Dry Ingredients
- 2 tablespoons whole fennel seed
- 1 tablespoon whole caraway seed
- 2 cups vital wheat gluten flour
- 2 tablespoons granulated onion
- 2 tablespoons paprika
- 1 tablespoon salt
- 1/2 teaspoon ground cloves
- 1 teaspoon ground black pepper (24 twists of the grinder)
Wet Ingredients
- 1 cup cool water
- 1 bouillon cube
- 1/2 cup olive, or canola, or grapeseed oil
- 2 tablespoons molasses
- 1 tablespoon white vinegar
Special Supplies
- Clean kitchen towel, or large double-thick piece of cheesecloth
- Two 6-inch pieces of string
In a 5- or 6-quart saucepan bring 4 quarts water to a simmer. Using a spice mill or mortar and pestle, coarsely grind fennel and caraway. In a large bowl, whisk together dry ingredients and set aside. In a pint-size glass measuring cup add water to the 1/4-cup mark.
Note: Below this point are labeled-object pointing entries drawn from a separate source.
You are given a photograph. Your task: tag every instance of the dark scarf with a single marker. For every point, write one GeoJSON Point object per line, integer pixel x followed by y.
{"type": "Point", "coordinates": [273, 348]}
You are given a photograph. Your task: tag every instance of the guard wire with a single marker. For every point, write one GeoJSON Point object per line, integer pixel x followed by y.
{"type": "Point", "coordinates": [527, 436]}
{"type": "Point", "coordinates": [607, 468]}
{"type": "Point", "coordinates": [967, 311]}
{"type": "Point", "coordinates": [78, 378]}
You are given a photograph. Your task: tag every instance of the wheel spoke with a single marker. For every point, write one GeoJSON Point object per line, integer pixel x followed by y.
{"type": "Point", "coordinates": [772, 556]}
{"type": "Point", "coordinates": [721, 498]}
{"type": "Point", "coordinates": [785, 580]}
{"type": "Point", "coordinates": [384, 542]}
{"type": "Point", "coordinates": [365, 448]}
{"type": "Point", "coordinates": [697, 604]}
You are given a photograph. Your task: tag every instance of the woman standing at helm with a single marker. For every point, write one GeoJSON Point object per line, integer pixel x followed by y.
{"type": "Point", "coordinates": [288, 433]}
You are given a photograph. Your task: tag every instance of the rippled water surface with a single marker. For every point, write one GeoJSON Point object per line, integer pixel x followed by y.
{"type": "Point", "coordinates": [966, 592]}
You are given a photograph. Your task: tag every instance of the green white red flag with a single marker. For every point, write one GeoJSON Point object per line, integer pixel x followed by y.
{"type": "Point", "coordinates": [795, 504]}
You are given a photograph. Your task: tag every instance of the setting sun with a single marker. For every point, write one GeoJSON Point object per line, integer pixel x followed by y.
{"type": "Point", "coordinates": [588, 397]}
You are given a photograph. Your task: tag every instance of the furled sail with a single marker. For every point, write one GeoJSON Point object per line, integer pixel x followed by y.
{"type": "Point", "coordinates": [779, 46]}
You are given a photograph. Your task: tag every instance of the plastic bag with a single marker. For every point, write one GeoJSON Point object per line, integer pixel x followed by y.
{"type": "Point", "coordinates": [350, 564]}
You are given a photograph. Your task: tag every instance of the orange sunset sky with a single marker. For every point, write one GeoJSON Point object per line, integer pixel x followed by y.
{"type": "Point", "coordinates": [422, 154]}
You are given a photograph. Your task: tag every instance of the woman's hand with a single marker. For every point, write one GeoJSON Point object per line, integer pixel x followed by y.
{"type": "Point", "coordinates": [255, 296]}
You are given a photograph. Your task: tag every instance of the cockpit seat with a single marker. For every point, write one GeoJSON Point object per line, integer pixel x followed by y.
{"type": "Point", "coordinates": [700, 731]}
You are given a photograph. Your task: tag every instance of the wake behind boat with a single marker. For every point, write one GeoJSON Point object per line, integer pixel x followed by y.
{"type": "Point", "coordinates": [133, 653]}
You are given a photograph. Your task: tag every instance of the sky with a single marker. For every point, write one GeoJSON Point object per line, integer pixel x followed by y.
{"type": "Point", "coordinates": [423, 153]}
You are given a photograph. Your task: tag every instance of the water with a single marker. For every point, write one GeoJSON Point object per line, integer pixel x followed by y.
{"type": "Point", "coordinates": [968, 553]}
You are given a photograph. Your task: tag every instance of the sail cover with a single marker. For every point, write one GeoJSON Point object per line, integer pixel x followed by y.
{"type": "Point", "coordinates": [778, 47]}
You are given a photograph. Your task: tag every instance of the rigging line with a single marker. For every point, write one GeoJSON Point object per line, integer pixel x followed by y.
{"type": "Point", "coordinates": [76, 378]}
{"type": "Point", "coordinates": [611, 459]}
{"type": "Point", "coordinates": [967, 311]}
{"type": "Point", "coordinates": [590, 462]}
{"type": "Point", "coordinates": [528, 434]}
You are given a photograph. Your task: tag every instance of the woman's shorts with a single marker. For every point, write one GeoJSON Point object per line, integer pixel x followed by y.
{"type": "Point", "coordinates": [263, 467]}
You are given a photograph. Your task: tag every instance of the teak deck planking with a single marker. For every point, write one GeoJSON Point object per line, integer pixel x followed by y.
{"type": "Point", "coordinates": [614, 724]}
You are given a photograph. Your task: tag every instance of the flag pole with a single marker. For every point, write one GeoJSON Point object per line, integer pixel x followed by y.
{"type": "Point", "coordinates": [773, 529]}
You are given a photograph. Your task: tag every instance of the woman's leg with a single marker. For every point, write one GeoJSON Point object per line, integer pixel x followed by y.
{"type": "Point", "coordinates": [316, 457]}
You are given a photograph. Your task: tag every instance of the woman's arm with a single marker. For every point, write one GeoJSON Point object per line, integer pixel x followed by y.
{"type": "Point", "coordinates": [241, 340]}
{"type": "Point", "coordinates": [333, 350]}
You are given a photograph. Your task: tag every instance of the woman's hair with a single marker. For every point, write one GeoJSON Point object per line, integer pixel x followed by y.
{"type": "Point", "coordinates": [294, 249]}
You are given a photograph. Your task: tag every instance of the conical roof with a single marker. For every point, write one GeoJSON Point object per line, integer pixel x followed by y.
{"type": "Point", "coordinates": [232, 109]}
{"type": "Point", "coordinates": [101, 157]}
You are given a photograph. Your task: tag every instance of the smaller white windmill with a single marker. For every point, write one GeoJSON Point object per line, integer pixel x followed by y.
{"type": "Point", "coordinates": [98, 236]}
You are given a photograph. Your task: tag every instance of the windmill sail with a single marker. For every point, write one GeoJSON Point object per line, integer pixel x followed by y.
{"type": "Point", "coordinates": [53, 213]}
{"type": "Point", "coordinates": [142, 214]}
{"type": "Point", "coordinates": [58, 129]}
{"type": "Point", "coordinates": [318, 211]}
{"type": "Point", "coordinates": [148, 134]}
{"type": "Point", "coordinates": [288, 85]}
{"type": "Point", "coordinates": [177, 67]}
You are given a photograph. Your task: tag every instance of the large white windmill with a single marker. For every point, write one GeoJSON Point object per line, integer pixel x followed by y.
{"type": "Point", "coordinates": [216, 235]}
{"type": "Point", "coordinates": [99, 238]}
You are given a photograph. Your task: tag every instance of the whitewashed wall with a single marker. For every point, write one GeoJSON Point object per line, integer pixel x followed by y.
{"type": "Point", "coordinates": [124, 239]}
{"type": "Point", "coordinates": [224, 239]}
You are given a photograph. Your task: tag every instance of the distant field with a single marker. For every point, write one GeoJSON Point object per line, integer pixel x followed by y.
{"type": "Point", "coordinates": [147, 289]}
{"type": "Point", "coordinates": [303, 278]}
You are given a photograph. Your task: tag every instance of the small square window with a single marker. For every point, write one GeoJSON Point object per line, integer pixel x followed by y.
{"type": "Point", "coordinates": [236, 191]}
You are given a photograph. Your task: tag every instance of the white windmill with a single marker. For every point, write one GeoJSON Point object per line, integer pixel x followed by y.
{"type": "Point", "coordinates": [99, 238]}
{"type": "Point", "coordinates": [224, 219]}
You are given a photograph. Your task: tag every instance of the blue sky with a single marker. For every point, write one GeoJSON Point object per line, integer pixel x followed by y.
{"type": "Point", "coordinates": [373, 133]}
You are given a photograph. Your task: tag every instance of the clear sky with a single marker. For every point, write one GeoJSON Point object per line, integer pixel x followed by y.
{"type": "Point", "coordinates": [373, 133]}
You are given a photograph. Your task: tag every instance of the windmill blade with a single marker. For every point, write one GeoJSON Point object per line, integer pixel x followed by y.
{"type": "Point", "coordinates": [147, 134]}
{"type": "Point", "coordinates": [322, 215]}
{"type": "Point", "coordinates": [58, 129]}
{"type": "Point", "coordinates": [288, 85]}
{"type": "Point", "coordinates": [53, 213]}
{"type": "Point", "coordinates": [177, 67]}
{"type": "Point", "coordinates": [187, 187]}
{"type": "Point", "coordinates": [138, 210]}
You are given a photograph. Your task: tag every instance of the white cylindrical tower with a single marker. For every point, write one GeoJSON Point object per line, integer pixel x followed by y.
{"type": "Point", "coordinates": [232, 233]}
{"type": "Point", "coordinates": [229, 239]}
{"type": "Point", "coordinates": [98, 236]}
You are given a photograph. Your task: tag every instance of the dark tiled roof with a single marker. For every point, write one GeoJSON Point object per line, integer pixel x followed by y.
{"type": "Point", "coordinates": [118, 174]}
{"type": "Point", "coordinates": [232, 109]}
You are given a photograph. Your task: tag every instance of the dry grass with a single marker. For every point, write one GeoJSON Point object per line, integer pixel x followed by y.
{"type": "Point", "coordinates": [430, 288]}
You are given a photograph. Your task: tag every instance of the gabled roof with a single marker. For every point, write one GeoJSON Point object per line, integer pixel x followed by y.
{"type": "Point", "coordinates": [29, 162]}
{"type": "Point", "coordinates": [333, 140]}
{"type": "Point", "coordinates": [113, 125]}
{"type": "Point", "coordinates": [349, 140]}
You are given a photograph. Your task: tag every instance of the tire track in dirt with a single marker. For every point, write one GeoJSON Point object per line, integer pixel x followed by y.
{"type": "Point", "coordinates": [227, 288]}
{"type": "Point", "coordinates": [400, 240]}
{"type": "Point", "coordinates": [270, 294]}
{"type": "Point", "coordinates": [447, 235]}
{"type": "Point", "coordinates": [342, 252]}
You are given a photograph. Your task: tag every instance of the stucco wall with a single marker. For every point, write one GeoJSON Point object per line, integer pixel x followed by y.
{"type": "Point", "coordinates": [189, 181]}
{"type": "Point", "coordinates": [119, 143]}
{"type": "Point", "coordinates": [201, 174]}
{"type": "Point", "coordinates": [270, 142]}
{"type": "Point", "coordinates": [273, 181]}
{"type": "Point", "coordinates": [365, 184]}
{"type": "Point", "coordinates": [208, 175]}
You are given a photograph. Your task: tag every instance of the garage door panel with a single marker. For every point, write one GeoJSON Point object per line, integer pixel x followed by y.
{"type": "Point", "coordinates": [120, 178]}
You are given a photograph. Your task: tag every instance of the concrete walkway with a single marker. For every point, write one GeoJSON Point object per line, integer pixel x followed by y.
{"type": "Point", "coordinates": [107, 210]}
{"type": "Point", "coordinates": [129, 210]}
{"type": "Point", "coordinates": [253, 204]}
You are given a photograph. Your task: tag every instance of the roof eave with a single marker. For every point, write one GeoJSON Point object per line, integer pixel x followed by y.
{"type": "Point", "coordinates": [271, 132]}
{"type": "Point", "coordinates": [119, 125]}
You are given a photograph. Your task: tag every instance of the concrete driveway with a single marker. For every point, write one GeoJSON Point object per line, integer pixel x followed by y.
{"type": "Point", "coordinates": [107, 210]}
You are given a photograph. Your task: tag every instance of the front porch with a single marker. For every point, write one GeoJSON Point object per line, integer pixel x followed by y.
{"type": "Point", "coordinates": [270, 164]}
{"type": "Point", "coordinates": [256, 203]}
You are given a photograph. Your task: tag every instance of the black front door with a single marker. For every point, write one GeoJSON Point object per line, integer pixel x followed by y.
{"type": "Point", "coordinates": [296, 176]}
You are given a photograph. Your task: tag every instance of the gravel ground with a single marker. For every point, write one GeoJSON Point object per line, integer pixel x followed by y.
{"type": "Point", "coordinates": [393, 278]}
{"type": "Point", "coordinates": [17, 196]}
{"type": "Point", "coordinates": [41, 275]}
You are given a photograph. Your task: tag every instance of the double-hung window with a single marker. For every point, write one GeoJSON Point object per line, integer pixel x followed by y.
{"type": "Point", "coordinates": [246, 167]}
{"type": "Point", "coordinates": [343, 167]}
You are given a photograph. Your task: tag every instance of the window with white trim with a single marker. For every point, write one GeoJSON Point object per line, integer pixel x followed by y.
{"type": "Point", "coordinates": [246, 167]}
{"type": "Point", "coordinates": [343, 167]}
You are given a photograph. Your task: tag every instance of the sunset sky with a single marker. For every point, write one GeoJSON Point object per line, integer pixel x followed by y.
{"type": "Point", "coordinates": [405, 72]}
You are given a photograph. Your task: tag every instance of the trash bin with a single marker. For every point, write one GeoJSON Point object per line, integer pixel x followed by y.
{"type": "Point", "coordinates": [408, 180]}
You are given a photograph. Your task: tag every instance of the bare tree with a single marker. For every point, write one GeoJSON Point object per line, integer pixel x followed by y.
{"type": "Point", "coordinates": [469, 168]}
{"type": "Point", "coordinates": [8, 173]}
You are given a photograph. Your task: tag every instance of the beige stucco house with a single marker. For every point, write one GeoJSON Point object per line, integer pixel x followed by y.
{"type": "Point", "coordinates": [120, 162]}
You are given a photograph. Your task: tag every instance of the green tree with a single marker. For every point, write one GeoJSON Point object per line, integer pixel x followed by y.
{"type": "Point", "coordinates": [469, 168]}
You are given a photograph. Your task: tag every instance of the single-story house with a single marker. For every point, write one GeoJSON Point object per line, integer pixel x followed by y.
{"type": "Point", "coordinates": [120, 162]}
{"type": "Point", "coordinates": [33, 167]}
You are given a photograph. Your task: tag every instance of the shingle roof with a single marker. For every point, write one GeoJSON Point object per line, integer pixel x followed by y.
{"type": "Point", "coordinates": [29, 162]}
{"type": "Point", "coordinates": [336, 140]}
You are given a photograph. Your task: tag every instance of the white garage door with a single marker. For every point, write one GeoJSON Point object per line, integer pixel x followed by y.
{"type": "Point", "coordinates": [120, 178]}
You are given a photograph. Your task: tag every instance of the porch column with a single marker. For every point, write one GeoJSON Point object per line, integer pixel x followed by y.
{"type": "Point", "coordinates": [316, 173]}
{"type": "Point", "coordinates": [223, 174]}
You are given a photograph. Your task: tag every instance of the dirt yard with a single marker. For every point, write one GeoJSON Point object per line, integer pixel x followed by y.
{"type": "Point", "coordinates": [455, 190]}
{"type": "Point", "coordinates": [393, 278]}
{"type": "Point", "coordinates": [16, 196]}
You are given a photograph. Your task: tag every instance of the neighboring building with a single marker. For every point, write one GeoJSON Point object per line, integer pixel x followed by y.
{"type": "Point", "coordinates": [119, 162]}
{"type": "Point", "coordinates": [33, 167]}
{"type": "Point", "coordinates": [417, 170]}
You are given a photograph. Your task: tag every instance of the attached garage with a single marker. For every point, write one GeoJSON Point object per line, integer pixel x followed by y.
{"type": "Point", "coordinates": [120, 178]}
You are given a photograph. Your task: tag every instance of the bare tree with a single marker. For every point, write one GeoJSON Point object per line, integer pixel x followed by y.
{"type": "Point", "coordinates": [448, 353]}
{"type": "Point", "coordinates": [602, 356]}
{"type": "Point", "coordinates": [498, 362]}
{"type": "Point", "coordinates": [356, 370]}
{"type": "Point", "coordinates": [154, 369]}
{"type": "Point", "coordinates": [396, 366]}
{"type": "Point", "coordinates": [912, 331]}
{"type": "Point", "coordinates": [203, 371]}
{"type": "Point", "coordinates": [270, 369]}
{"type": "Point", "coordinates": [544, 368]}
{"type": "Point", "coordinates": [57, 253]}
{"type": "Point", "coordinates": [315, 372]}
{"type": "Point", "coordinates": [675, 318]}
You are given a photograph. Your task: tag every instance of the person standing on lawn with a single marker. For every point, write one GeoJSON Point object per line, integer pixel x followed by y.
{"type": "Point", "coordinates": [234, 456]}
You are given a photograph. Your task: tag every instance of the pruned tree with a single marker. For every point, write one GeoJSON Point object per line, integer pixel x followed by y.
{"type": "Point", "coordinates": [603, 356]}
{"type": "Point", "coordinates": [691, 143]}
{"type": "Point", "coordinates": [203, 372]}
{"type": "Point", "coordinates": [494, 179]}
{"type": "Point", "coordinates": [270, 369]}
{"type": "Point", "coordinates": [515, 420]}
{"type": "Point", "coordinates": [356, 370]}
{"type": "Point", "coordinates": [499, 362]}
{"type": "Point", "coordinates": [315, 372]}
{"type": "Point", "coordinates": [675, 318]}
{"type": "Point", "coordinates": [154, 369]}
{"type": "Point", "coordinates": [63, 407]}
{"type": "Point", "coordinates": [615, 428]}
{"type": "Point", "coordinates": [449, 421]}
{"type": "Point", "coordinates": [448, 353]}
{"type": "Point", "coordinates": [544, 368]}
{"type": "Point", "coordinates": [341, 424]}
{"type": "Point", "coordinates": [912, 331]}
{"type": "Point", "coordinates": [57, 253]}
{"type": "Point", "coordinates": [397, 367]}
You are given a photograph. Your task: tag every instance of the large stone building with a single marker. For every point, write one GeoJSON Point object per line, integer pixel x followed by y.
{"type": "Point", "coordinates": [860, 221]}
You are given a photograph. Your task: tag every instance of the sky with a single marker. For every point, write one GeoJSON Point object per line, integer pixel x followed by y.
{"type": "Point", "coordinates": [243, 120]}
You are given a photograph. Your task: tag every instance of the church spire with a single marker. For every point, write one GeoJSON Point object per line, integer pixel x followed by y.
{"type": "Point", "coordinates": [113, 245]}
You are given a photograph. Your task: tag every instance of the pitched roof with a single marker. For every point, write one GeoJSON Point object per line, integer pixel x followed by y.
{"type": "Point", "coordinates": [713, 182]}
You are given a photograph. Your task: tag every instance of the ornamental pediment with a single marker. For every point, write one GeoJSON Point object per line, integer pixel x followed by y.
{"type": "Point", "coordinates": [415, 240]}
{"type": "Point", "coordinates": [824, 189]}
Microwave just until hot, and dissolve bouillon. Add cold water to the 1-cup mark. Add oil to the 1 1/2-cup mark. Add molasses and vinegar; whisk to combine. Pour the wet into the dry ingredients; mix hands until all are incorporated, but do not knead. Form into a 5 by 8-inch brisket-shaped loaf. Place loaf on towel or cheesecloth and roll up. Tie the ends with string. Place in simmering water, cover, and simmer 1 hour and 15 minutes. Preheat oven to 350 degrees F. Remove roast from liquid and remove cloth. Place roast in a baking pan and bake 20 minutes to brown and firm up the outside. Slice and serve warm, or refrigerate for sandwiches.